In this tutorial we will work through setting up Slurm Accounting. This is a pre-requisite for many features within Slurm, including job resource tracking and Slurm Federation. Starting in 3.3.0 Slurm accounting is setup directly in the ParallelCluster UI interface. This tutorial assumes you’re creating a cluster >= 3.3.0.
The first requirement is to setup an external database that Slurm can use to store the accounting data. Use the following CloudFormation Quick-Create link to create the database in your AWS account:
Deploy Accounting DatabaseChange the region in the upper right to create the database in a region separate from us-east-2
.
Change the following stack parameters:
The rest you can leave as default.
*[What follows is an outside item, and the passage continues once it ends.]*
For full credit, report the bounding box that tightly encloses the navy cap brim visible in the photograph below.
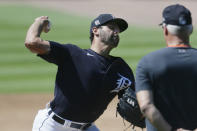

Click create and wait ~30 minutes for the stack to create.
Once the stack creation has completed, go to the Outputs tab of the stack and make note of the properties as they will be used in the creation of your cluster:
Next, go to ParallelCluster UI and choose the Create option to create a new cluster.
Under the HeadNode section, you’ll find a section called Slurm Properties. Enter in information from the cloudformation stack outputs for Database, Username, and Password, you can use the following mapping to go from CloudFormation to ParallelCluster UI:
Parameter | CloudFormation Stack Output |
---|---|
Database | DatabaseHost:DatabasePort |
Username | DatabaseAdminUser |
Password | DatabaseSecretArn |
Additional Security Groups | DatabaseClientSecurityGroup |
Also on the HeadNode tab, under AdditionalSecurityGroups select the DatabaseClientSecurityGroup
security group output from CloudFormation:
After you’ve configured the HeadNode, Filesystem and Queues, you’ll be asked to review the config. Here’s an example of what the SlurmSettings section should look like:
SlurmSettings:
Database:
Uri: slurm-accounting-cluster.cluster-hash.us-east-2.rds.amazonaws.com:3306
UserName: clusteradmin
PasswordSecretArn: arn:aws:secretsmanager:us-east-2:123456789:secret:AccountingClusterAdminSecre-hash2
You’ll see a warning like: Cannot validate secret arn:aws:secretsmanager:us-east-2:1234567890:secret:AccountingClusterAdminSecret due to lack of permissions. Please refer to ParallelCluster official documentation for more information.
which can be safely ignored.
Once the cluster has been successfully created, we can submit a job to see that accounting is working properly.
sbatch --wrap 'sleep 30'
Once you’ve submitted a job, you can see the job information under the Accounting tab
You can use any of the filters at the top to narrow down the number of jobs in the view to select specific jobs.
If you choose the Job ID in the left column you can see further detials about the job.